The Atlanta Journal-Constitution
Company’s wild mission: Bring back the woolly mammoth
A team of scientists and entrepreneurs announced Monday that they have started a new company to genetically resurrect the woolly mammoth.
The company, named Colossal, aims to place thousands of these magnificent beasts back on the Siberian tundra, thousands of years after they went extinct.
“This is a major milestone for us,” said George Church, a biologist at Harvard Medical School, who for eight years has been leading a small team of moonlighting researchers developing the tools for reviving mammoths. “It’s going to make all the difference in the world.”
The company, which has received $15 million in initial funding, will support research in Church’s lab and carry out experiments in labs of their own in Boston and Dallas.
A former researcher in Church’s lab, Eriona Hysolli, will oversee the new company’s efforts to edit elephant DNA, adding genes for mammoth traits like dense hair and thick fat for withstanding cold.
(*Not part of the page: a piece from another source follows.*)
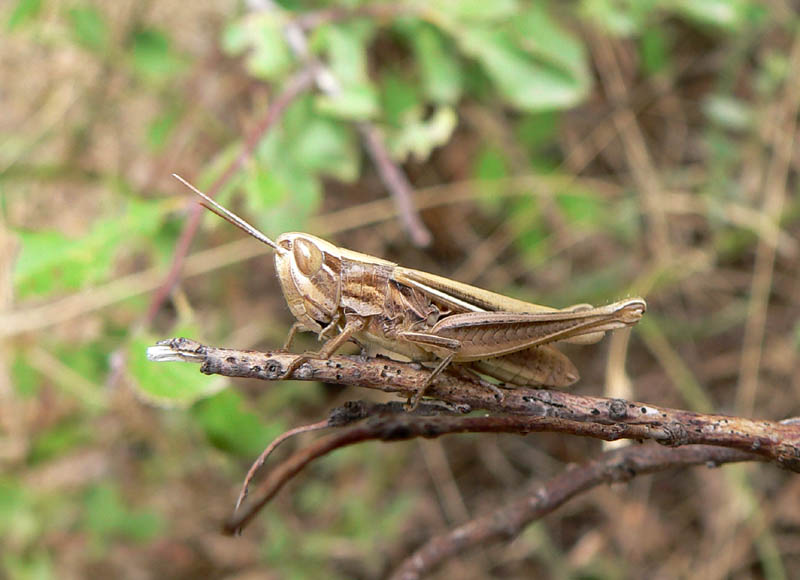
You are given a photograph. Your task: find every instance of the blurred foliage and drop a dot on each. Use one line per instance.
(112, 465)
The researchers hope to produce embryos of these mammoth-like elephants in a few years, and ultimately produce entire populations of the animals.
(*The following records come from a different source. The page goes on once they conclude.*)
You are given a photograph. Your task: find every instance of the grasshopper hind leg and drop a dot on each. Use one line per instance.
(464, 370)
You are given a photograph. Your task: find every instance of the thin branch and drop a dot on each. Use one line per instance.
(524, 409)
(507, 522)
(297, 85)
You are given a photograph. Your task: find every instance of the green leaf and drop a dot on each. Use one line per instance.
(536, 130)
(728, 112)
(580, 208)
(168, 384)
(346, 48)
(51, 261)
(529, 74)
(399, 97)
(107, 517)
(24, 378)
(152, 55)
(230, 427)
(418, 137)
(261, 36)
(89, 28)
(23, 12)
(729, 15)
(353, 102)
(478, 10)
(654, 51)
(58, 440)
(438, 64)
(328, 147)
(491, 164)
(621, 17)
Heather Bushman, a philosopher at the London School of Economics, said that whatever benefits mammoths might have to the tundra will need to be weighed against the possible suffering that they might experience in being brought into existence by scientists.
“You don’t have a mother for a species that — if they are anything like elephants — has extraordinarily strong mother-infant bonds that last for a very long time,” she said. “Once there is a little mammoth or two on the ground, who is making sure that they’re being looked after?”